Kur’an “yanlış bir inancı, inatla sürdürmeyi” kınamış, tartışmaların ve davranışların doğru bilgiye dayandırılmasını öngörmüştür. İslam’ın ortaya koymak istediği; müsamaha, hilm, teenni, sabır, sekinet gibi kavramlarla, taassup yan yana gelmez. Cahiliye geleneğinin taassup ruhu ile Hz. Peygamber büyük bir mücadele vermiştir.
Batı karşısında yenilgilerin ve geri kalışın, çözülmelere neden olacağı kaygısıyla, taassubun ve taklidin, “ümmet yapısını ayakta tutan külli ruh” olarak görülmesi ve bunu bazı Müslüman düşünürlerin savunması, siyasetin kavramlarla nasıl oynadığını ortaya koyar. (İbn-i Haldun’daki “asabiye” kavramı “ümran” temelinde ele alınması gereken ayrı bir yazı konusudur.)
Maturidi, Ebu Hanife, Gazzali, İsfahani gibi önemli isimler, dindeki taassubu ve taklidi eleştirmişlerdir.
MEZHEPÇİ TAASSUP
Mezheplerin tamamının siyasi-hukuki olduğu göz önünde bulundurulursa, altında yatan nedenleri anlamak güç değildir. Mezhep taassubu baskıları, ölümleri, yakılan-yıkılan şehirleri beraberinde getirmiştir.
Gazzali “bir inanç veya düşünceye, gerçeğini anlamadan, sıkı sıkıya bağlılığın” taassup olduğunu söyler ve “bir mezhebin olduğu yerlerde bile liderlik peşinde koşanlar, yapay ayrılıklar üreterek, halkı taassuba yöneltirler” der.
Gazzali’nin şu tavsiyesi ise günümüz yobazlarına ve mezhepçi tavırlara adeta bir şamar niteliğindedir:
Mezheplere yönelmeyi bırakıp, gerçeği düşünce yoluyla kendin bul ki sana ait bir görüşün olsun. Kılavuzunun yoluna takılıp giden kör gibi olma!.. Kurtuluş bağımsızlıktadır... Yalnız kuşkular insanı gerçeğe götürür, çünkü şüphe etmeyen gerçeği göremez.“ (TDV İslam Ansiklopedisi)

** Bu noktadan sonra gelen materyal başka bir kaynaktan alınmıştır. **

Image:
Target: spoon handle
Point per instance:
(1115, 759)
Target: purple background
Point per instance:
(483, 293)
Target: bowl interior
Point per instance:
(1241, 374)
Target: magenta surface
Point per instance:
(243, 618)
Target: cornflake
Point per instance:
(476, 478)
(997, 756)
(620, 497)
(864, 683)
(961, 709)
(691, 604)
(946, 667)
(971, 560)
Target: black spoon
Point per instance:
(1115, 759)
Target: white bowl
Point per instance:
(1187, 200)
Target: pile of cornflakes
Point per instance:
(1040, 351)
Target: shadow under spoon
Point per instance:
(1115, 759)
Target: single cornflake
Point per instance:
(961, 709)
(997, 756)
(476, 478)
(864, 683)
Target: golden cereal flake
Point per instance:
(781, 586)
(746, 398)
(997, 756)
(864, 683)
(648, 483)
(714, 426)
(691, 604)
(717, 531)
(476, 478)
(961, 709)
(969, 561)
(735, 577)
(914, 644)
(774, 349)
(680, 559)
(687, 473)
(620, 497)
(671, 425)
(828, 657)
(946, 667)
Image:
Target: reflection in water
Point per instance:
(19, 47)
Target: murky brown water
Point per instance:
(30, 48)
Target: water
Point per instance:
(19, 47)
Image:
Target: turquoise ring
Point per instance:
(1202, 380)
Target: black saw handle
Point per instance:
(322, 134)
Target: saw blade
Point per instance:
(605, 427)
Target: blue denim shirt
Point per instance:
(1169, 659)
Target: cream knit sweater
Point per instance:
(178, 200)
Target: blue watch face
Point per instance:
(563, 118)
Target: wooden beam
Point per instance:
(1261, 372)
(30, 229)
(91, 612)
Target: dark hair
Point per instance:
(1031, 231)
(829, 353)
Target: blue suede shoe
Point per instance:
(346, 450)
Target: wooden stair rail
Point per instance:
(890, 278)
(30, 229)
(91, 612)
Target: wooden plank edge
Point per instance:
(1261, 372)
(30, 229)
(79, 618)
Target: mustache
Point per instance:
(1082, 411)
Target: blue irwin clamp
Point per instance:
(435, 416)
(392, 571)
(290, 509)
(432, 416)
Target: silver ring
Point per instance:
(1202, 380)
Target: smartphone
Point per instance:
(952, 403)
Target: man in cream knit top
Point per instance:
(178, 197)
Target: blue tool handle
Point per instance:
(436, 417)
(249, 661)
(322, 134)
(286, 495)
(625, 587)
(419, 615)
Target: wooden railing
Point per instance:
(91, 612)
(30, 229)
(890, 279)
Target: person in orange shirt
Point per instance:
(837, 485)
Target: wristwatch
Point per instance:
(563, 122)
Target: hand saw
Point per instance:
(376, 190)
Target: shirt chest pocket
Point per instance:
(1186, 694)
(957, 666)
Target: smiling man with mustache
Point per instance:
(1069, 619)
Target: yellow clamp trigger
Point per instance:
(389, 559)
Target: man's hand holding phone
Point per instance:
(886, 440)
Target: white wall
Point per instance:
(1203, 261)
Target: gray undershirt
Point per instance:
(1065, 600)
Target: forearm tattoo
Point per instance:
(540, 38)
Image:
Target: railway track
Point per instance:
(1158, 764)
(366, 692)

İRFAN GELENEĞİMİZİN HOŞGÖRÜSÜ
Taassup içinde “bizim söylediğimizin dışında dindarlık anlayışı yoktur, bizim dışımızda fikir beyan edenler yanlış yoldadır” diyen softalara en güzel cevaplar, irfan geleneğimizden gelir:
“Yetmiş iki millete bir göz ile bakmayan,
Halka müderris olsa, hakikatte asidir.”
Bu hoşgörü ile Anadolu irfanı, sadece kendi bedeni içindeki farklılıkları değil, tüm insanlığı kucaklayan bir bakış ortaya koyar.

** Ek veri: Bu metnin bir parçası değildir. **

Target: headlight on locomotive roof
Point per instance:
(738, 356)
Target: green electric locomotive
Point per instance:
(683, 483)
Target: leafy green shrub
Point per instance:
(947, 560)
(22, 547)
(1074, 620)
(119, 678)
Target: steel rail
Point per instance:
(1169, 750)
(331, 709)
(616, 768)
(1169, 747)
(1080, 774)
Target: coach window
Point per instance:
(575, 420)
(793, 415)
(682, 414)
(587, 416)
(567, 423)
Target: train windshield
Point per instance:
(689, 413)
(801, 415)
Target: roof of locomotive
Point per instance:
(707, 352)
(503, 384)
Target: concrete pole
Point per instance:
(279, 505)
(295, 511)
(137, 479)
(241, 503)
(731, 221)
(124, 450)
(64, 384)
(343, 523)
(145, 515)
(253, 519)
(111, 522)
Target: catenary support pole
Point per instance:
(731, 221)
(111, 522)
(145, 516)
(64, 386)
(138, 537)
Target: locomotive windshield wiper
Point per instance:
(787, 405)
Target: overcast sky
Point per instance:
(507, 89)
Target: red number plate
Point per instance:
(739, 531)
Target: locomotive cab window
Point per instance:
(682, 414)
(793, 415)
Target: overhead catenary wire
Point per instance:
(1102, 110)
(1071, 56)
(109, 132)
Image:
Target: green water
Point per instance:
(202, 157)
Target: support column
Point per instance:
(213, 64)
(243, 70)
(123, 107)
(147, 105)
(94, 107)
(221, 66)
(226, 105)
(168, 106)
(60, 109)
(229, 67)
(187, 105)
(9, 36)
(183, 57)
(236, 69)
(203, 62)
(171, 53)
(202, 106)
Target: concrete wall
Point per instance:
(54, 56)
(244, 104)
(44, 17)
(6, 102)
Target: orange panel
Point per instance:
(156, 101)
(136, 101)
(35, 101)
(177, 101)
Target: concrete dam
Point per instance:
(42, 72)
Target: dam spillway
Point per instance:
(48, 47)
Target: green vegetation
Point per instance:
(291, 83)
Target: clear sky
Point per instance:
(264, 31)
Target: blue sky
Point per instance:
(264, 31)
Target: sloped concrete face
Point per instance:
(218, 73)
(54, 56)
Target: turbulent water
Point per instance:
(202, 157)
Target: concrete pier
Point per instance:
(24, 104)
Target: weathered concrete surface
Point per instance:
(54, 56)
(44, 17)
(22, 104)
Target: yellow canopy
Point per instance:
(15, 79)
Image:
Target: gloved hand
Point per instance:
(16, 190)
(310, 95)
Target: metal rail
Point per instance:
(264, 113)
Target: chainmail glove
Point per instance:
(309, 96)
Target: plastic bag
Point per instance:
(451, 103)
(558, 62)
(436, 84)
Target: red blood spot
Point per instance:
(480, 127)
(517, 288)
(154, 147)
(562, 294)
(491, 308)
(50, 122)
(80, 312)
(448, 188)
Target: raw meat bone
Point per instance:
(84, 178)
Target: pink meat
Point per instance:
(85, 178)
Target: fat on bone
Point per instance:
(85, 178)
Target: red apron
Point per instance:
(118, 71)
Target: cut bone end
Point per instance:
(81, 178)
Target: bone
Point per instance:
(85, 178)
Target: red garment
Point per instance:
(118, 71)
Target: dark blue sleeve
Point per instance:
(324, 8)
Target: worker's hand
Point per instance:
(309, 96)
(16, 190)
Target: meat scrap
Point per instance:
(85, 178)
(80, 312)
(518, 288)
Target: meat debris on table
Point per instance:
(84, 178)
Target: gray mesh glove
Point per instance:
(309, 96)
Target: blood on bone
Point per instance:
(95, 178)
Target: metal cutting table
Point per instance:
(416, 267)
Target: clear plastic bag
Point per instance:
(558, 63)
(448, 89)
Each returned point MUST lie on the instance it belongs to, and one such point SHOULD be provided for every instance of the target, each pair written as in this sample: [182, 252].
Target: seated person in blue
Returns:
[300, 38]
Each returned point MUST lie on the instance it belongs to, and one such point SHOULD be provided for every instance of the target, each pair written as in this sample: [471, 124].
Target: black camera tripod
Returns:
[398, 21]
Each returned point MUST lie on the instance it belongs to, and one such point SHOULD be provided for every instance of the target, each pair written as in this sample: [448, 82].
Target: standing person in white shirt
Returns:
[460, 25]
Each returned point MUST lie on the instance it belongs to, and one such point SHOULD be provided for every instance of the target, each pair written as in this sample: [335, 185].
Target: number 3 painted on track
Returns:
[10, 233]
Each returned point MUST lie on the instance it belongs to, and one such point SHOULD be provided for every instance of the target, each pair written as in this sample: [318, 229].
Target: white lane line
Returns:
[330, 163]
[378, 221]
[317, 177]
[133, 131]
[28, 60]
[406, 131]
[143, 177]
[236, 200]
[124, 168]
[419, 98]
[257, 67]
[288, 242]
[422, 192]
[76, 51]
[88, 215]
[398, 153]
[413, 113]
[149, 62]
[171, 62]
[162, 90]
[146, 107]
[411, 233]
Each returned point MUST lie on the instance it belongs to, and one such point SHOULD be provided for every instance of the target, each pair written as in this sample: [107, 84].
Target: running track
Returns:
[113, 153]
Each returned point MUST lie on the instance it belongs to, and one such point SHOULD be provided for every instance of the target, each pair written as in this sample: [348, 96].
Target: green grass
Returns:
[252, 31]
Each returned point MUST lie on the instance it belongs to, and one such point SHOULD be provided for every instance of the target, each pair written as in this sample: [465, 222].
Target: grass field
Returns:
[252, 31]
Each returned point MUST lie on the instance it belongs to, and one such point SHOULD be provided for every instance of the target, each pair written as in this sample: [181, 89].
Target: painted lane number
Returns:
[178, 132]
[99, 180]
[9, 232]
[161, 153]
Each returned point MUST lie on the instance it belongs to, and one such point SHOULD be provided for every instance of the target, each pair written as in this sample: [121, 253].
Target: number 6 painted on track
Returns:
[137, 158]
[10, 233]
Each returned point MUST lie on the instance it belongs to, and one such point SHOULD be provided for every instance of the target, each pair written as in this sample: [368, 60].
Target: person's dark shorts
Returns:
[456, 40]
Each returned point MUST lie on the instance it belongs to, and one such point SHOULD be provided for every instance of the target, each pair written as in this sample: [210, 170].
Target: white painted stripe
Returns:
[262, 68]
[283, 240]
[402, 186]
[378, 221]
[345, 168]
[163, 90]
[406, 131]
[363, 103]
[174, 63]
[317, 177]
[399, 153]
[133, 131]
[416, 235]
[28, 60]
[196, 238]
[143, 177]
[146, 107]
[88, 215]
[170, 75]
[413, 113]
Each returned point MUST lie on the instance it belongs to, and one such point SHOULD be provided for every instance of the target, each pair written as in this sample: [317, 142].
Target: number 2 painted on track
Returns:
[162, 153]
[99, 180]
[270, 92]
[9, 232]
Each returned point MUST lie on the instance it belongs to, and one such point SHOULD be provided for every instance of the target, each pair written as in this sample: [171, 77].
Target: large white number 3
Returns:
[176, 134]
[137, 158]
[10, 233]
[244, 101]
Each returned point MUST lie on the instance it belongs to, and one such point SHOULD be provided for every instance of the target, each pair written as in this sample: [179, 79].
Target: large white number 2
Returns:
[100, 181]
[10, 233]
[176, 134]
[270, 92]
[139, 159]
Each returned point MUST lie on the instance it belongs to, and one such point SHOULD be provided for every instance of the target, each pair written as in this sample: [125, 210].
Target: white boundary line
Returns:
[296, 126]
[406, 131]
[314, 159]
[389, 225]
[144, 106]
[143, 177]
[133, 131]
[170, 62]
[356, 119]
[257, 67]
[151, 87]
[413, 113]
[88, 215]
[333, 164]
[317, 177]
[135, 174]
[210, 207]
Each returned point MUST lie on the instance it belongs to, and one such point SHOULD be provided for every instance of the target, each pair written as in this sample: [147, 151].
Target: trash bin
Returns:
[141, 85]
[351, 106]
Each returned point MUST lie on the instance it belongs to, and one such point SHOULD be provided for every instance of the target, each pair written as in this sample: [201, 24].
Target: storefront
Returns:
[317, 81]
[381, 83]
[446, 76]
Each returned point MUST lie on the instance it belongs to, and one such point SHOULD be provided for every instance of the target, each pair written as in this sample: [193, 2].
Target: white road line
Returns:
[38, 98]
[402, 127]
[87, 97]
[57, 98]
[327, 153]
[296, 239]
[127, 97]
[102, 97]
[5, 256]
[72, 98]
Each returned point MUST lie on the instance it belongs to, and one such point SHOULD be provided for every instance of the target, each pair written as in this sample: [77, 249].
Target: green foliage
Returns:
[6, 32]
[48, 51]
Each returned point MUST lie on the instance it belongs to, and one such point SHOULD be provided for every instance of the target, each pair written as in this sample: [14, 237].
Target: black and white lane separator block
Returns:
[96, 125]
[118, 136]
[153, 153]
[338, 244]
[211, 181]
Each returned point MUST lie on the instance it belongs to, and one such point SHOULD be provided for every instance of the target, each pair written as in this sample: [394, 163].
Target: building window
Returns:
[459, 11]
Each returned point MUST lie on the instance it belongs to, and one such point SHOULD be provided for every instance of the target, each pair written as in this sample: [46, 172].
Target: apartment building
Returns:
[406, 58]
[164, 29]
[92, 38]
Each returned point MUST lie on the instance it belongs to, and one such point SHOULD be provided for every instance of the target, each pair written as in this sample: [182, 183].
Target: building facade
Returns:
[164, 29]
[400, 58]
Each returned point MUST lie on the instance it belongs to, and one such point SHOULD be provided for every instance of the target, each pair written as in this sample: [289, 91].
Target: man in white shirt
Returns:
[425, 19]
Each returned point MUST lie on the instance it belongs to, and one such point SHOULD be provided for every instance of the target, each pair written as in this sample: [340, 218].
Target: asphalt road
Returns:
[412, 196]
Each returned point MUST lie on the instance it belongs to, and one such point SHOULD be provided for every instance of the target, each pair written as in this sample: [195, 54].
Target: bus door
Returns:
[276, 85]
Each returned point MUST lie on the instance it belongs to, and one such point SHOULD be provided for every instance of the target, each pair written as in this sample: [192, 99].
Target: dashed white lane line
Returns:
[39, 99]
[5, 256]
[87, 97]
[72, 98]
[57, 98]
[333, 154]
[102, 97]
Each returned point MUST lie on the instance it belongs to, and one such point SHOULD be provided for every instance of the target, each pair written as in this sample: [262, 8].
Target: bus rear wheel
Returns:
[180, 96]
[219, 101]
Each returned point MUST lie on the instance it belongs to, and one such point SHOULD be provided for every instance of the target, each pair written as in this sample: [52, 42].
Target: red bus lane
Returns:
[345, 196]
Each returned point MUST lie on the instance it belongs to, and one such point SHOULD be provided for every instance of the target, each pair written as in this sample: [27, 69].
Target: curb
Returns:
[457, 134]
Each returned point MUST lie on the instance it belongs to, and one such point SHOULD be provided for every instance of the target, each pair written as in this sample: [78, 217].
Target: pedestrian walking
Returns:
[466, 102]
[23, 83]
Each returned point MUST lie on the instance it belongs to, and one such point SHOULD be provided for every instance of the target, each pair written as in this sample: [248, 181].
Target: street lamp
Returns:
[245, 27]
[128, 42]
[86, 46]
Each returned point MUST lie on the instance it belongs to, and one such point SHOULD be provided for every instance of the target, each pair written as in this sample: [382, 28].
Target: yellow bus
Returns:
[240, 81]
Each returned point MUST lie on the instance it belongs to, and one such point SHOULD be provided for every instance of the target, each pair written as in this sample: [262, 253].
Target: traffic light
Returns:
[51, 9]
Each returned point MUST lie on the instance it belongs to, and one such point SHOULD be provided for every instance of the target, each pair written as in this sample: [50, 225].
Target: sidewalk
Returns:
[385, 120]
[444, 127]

“Hoş gör ya Hu” sözü tasavvuf ehli için hayat düsturudur.
Hakeza softalar korku ve taassupla, insanları tir tir titretirken, Yunus Emre:
“Sırat kıldan incedir,
kılıçtan keskincedir
Varıp anın üstüne
evler yapasım gelir
***
Altında gayya vardır,
içi nar ile pürdür
Varıp ol gölgelikte
biraz yatasım gelir.
***
Ta’n eylemen hocalar,
hatırınız hoş olsun
Varuban ol tamuda,
biraz yanasım gelir”
diyerek yobazlıkla ve yobazlarla adeta alay etmiştir.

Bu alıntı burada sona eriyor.